UDF's vs Procs

  • Crappy,

    I am really puzzled by the findings. Because in real life systems I have found many performance problems in UDF's....

    It is my job to solve those problems....

    Many of those problems are caused by functions. Furthermore if you have a performance bottleneck you cannot profile or trace the functions. That would be the main reason for me to stay away from them.

    I do agree with Antares to always go with the fastest solution. But for some reason feel that when dat amount of data increases

    the UDF looses it's speed.

    And Furthermore.... I haven't tested this but Crappy uses the UDF a little bit as a kind of view. Wouldn't an indexed view on SQL Advanced server be faster ?????

    Antares you don't have one of those advanced systems around....... ????

  • ok.....

    Now I have a bit of time to play around with the differences.

    When I use the UDF, it does a Constant Scan. I told it to use the Clustered index on the column but to no avail. What exactly is a constant scan? Good or Evil?

    I then told it to use a no-clustered index on a different column which I thought would slow it down as it has nothing to do with the WHERE but it still faster. There was a small drop in speed. So forcing SQL to use an index does have an effect but why does the Execution Plan not show the index being used?

    Code: ....From CCMakeModel (INDEX = IX_CCMakeModel) Where MakeCode = @MakeCode.....

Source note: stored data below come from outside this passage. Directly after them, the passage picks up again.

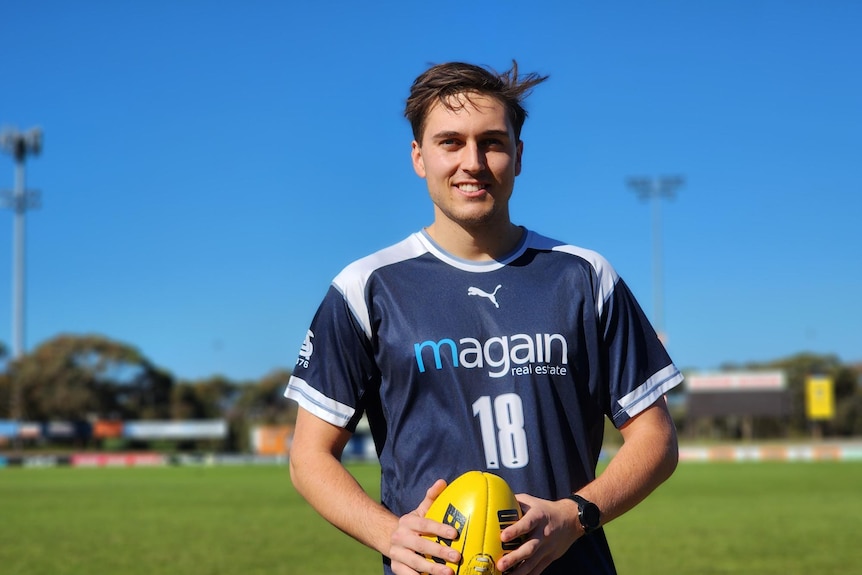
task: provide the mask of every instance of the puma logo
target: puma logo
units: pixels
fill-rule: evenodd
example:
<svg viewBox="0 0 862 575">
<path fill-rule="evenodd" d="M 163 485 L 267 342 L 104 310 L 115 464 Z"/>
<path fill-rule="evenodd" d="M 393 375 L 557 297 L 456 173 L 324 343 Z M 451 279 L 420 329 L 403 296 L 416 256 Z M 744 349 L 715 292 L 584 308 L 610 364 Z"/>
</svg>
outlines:
<svg viewBox="0 0 862 575">
<path fill-rule="evenodd" d="M 477 287 L 469 287 L 467 288 L 467 295 L 477 295 L 479 297 L 488 298 L 489 300 L 491 300 L 491 303 L 494 304 L 495 308 L 500 309 L 500 304 L 497 303 L 497 290 L 499 290 L 501 287 L 503 286 L 498 285 L 491 293 L 488 293 L 485 290 Z"/>
</svg>

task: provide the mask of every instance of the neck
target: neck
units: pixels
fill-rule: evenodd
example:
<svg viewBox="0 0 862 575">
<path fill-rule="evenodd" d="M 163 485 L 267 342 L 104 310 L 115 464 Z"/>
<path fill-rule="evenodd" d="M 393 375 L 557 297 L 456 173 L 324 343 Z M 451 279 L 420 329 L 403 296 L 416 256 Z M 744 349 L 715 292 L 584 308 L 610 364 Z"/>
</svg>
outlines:
<svg viewBox="0 0 862 575">
<path fill-rule="evenodd" d="M 425 228 L 425 231 L 450 254 L 472 261 L 499 259 L 511 253 L 524 234 L 521 227 L 509 221 L 505 222 L 505 225 L 475 228 L 435 221 Z"/>
</svg>

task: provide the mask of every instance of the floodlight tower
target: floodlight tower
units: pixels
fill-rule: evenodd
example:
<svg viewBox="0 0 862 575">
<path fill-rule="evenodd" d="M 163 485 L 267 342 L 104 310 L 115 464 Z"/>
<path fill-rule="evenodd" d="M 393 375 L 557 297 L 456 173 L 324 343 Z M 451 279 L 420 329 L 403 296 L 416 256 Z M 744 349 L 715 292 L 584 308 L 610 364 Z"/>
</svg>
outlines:
<svg viewBox="0 0 862 575">
<path fill-rule="evenodd" d="M 667 339 L 664 327 L 664 295 L 662 285 L 661 199 L 673 198 L 677 188 L 685 183 L 682 176 L 660 178 L 631 177 L 626 181 L 642 200 L 652 203 L 652 259 L 653 259 L 653 323 L 662 341 Z"/>
<path fill-rule="evenodd" d="M 26 189 L 24 184 L 24 163 L 30 154 L 39 155 L 42 151 L 42 130 L 32 128 L 27 132 L 4 130 L 0 133 L 0 149 L 15 159 L 15 189 L 3 192 L 3 205 L 15 212 L 13 229 L 12 262 L 12 357 L 24 354 L 24 214 L 29 208 L 39 207 L 39 192 Z M 20 419 L 21 402 L 19 390 L 12 392 L 11 416 Z"/>
</svg>

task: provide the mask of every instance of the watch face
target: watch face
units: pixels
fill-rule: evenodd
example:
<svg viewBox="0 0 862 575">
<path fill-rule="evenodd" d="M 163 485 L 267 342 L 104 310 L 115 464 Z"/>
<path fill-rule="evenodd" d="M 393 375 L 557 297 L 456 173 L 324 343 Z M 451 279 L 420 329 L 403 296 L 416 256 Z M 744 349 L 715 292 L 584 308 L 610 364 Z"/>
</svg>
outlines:
<svg viewBox="0 0 862 575">
<path fill-rule="evenodd" d="M 577 494 L 571 495 L 569 498 L 578 504 L 578 519 L 584 532 L 589 533 L 598 529 L 602 521 L 602 512 L 599 511 L 598 505 Z"/>
<path fill-rule="evenodd" d="M 601 513 L 594 503 L 584 505 L 581 519 L 585 529 L 596 529 L 601 521 Z"/>
</svg>

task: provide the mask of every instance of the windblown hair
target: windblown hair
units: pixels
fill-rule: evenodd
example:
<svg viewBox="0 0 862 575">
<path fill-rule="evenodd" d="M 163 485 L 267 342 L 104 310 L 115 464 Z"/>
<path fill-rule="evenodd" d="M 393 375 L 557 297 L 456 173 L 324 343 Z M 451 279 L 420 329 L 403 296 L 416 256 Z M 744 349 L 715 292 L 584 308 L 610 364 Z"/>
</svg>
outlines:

    The table I am selecting from has 22858 rows in it. Small by most standards 🙂

    The Max(MakeCode) is 920. This is the column I am searching on. I ran my loop from 1 <= 920. This ensured SQL actually search for the data and found it (All results are different and correct)

    So far, two people have said that UDF's are bad, [Well] gave gave a reason the other was as usefull as ice to an eskimo. As is the rule, I'm gonna go for the fastest option...

    Lets hope and prey.

    My Question: Does anyone know how to force a UDF to use an index? Is a Constant scan bad? Seems fast enough.

    Cheers,

    Crispin

    Cheers,CrispinI can't die, there are too many people who still have to meet me!It's not a bug, SQL just misunderstood me!

  • Well,

    I think your thinking of SQL Developer Edition or SQL Enterprise Edition with regards to Indexed views. Yes, I have a copy of each we either got thru purchasing directly or thru MSDN (worth the cost for those who put off) that we have setup for testing and playing around.

    Actually, after playing with a bit more if you go back to my post on why you will find it always does a Constant Scan when deterministic. It only runs once then stores the value for use later. Still trying to figure out the mitigating (probably mispelled) circumstances for changes in data and how it is effected but as Crappy stated he reuses the object in a loop (as in the expample) so it works quite nicely since the value returned is constant in relative terms anyway.

    I am pretty sure the UDF may suffer a performance lag as table size increases but not sure the Constant Scan is what is going on within the UDF. If so then even an index will not help as it will not use the index, so a definit exponential lag as the size increases. But still if you are looping tru a set as in the example enough times the lag may still not offset the fact the Proc executes each time. That is why I suggest run once and store the data as a variable even the data submitted to the SP. Then if the data changes you know to resubmit to the SP and get a new value for use. This would allow reuse but would take a bit of proper planning and care in checking the code that you do not step on your variables and are in the right scope (not complicated just have to keep in mind).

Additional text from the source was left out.